The deal-making may not be at the pace of the past few years so far in 2022, but iHeartMedia CEO Bob Pittman says the podcast industry focus on consolidation continues with more deals likely.
Pittman told the Goldman Sachs 2022 Communacopia + Technology Conference on Tuesday that a bigger-is-better philosophy is paying dividends for iHeart. “We use radio to promote our podcast, and because we’ve got 90% reach — we can’t make a non-hit a hit – but if you got something that could be a hit, if people could find it, we can make sure they find it.”
Pittman also said that iHeart is happy to remain on the sidelines when deal-making for shows runs into the millions resulting in what he calls an “uneconomic” amount of money paid by companies to secure the rights.
“Some people will take that,” he said. “Remember a podcast called Serial? There were nothing hotter than Serial. They took money from somebody to take their podcast, and people forgot about Serial. That’s a lesson for everybody in podcasting to learn.”
The New York Times bought Serial Productions two years ago for $25 million.
Pittman thinks it is a better deal long-term for a producer to build a show with its publisher since eventually even those companies forking over millions are going to want results.
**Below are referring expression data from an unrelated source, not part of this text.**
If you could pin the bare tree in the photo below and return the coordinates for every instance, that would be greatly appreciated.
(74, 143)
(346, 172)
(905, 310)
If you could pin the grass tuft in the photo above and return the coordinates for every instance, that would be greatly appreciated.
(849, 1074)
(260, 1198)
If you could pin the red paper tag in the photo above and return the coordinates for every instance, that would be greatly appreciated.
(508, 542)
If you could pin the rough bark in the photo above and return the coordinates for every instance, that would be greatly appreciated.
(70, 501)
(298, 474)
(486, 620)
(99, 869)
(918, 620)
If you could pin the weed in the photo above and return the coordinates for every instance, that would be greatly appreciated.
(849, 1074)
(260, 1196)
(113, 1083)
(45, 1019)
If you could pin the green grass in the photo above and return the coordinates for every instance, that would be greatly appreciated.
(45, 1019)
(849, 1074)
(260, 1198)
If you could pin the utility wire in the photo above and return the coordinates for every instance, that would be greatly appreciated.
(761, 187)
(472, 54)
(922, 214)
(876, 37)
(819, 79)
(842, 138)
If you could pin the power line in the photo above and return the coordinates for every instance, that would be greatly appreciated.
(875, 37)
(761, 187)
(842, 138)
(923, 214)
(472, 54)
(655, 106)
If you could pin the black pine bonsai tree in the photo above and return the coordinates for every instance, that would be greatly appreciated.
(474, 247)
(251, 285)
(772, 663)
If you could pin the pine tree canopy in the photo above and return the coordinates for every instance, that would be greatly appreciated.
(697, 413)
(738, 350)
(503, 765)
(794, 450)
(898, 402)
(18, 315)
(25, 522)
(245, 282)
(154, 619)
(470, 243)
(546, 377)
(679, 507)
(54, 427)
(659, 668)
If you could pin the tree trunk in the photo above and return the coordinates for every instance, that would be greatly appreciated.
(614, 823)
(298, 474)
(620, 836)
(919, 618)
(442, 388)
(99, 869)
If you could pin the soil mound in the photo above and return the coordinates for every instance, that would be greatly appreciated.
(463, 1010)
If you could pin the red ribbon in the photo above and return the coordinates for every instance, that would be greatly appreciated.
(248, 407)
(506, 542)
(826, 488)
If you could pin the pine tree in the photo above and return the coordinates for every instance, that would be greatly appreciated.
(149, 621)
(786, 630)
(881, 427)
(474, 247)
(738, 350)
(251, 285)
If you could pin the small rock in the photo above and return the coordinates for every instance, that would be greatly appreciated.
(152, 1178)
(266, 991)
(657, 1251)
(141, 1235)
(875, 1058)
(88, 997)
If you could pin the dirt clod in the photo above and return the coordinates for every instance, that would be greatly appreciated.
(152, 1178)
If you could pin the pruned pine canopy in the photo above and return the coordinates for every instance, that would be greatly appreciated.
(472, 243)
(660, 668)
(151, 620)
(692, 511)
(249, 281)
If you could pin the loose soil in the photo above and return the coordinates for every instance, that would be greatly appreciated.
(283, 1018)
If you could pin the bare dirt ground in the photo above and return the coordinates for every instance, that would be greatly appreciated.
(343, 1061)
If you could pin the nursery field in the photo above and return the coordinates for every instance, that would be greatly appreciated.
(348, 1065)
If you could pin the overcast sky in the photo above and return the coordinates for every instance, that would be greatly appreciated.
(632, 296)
He also reiterated that iHeartMedia has no plans to leverage its sizable ad sales team to offer ad rep services to the podcast industry. “We’ll help you build the podcast, and we want a long-term relationship,” Pittman said.
‘Pretty Mild’ Downturn
It’s not the robust advertising year that many expected when 2022 first got out of the starting blocks. But now, just two years after a global pandemic sent shockwaves across the planet, marketers aren’t drastically cutting their ad spends due to recessionary fears the way some may have expected.
“Right now, we think this one is pretty mild in the grand scheme of things we’ve seen through our years of living through any sort of downturn,” says Pittman.
The reason why there hasn’t been a significant advertising fall-off in 2022, according to him, is because marketers that gutted their ad budgets in 2020 learned a lesson from the pandemic.
“I think people who cut back their advertising, if they had to do over again and knew it was coming back so quickly, wouldn’t cut their advertising out,” Pittman explained.
Analytic Partners, a firm specializing in marketing return on investment, released a report in early August showing that during a down cycle, brands cutting spending in categories where competitors maintain or increase it stand to lose up to 15% of their market.
While there has been no shortage of recessionary fear in today’s macroeconomic environment, Pittman made the case that whatever is going to happen is already here. “I don’t think we have something looming; it feels like we’re in it,” he said. “I think this is what it is.” The company is building its business based on the current environment, leaning on high growth businesses like podcasting and digital, that represented about 10% of its business in 2020 and now comprise 26% today. “Our composition of revenue has changed rather substantially in just this two-year period of time,” Pittman added.